In 1973, the Government of Jamaica (GoJ) formed the National Youth Service (NYS) to help with manpower needs in various sectors of the economy as well as to help school leavers develop a sense of nationalism and proper socialisation. According to Mrs. Heather Murray, Principal of the Hampton High School, “In those days, you served without any travelling been refunded because it was serviced for the sake of service and it was from a service that I learned from those whom I served.” Since then, young people, ages 17 – 24 years, have been equipped with the necessary life coping skills needed to foster their personal and career development as well as enhance their contribution to community and national development.
The programmes offered at the NYS focuses on Volunteerism, Character Development and Work Experience and include programmes such as the Corps and Summer Programmes.
THE CHANGING ENVIRONMENT
The change in the global environment has reshaped the strategic framework of the National Youth Service (NYS) and has forced the organisation to fulfill its mandate through various methodologies.
In the past, individuals would have completed NYS programmes harvesting only a certificate of participation. However, in an assessment conducted by Darrell M. Hull, Ph.D., he recommended that the NYS Corps programme should be aligned with the National Vocational Qualification (NVQ) standards offered by HEART Trust/NTA, and credit provided to participants when their training matches these standards. As such, in 2010, the NYS undertook a new initiative: to certify participants in their area of training in order to enrich their developmental experience and prepare them for the competitive labour market.

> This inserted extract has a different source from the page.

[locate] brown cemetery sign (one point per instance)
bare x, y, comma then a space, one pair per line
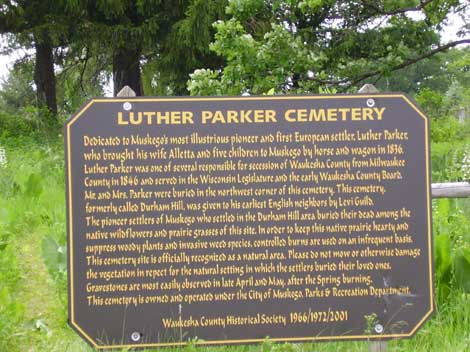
300, 218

Following this decision, at least 290 National Youth Service (NYS) trainees turned the pages of success, in dealing with the weaknesses which exist in the procurement and distribution of textbooks in high, junior high and all-age schools. In 2011, through t he Textbook Management and Support Aide programme was developed to train students in assisting with the management of the textbook process in schools.

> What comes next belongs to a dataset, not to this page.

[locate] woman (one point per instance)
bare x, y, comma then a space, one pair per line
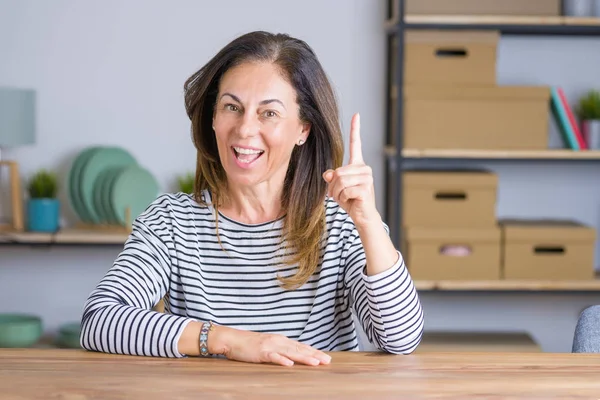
265, 262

Participants within the programme have helped the Media Services Unit of the Ministry of Education to collect for redistribution some $350 million worth of government-issued textbooks, packed in storerooms in Schools Island wide. In the same year, the organisation commenced training for their Teacher’s Assistant Programme which total of four hundred and twenty eight (428) participants trained to effectively support teachers and administrators in: Special Educational Institutions, The Alternative Secondary Transitional Education Programme Centres (ASTEP) and The E-Learning Centres.